The blinding effect of stress on the workplace
That elusive “eureka moment” seldom occurs in a mind deeply entwined in the tight knots of our thinking.
More people will report that “aha” epiphany occurring when the mind relaxes somewhat.
This is not to dismiss the value of deep thinking – it is likely as critical to the function of discovery as it’s relaxing counterpart triggering that popular and rewarding moment of solution.
However, like a diver, it seems human tendency to plunges us deeper and deeper in pursuit of new discoveries. The result is a much darker environment and a mind often starved of requisite air and space to process what has been seen.
Often we feel we are just “that close” to a solution, when we are headed in the wrong direction.
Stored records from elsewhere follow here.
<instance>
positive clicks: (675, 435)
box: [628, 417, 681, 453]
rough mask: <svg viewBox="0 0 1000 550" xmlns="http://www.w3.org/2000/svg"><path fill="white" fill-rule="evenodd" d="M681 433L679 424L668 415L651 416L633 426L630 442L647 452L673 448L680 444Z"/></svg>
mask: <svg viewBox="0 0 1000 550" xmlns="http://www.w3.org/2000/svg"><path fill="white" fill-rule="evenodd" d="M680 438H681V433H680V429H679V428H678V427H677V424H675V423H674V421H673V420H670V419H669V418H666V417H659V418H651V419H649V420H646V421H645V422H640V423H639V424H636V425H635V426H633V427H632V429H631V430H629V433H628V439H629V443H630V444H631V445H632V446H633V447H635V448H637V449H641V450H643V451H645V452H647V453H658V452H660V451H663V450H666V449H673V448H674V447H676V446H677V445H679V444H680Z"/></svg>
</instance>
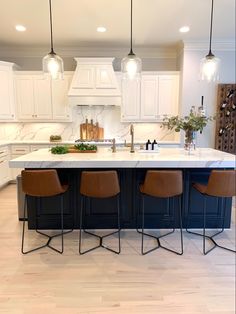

In this case, we have to calm ourselves and gain a little clarity.
This idea is not lost on business, most notably Google, which adopted a policy of “Fedex time” where 20 per cent of an employee’s time would be spent on whatever they want. It’s simply a time for free discovery.
What Google found is most of the company’s biggest developments occurred during Fedex time.
Google was not the first.
Sticky notes and masking tape were developed in a down time of 15 per cent introduced by 3M in the 1950s.
We continue to discover, as 3M did more than 60 years ago, that it’s a quiet mind that works its best from a creative standpoint.
Many companies hold to the old standard of raising the stress levels to get jobs done faster.
That can be effective from a manual labour perspective. It will get people digging ditches faster, but it won’t allow them to figure out better ways to do it.
In fact, adding stress kills the creative process.
“As ten-thousand studies have shown, when you are chronically stressed, you’re less able to be at your best. Particularly when you’re talking about a knowledge economy which really places a high premium on creativity,” California neuropsychologist Rick Hanson told Forbes reporter Judy Martin in a 2112 interview.
The effect of stress on the workplace is significant.
Four out of five people say they have workplace stress, and acknowledge they need help managing it.
Enter mindfulness, the practice of being present, without judgment, without being overly reactive to what’s going on around us.
It’s not a cure-all for all our ills, but it’s a good start in reducing the amount of stress we endure.
Companies such as American health-care provider Aetna reported a 28 per cent reduction in stress during a mindfulness trial about 10 years ago. Law firms report a 38 per cent reduction in stress when mindfulness programs are introduced.
Companies such as Google, Nike, Deutsch Bank and General Foods report similar results from their own mindfulness trials.
While it’s not a panacea, it can give our minds a much needed break from overwhelming stress so that they can function better and with more clarity.
It’s under those conditions that the “aha” moment is much more likely.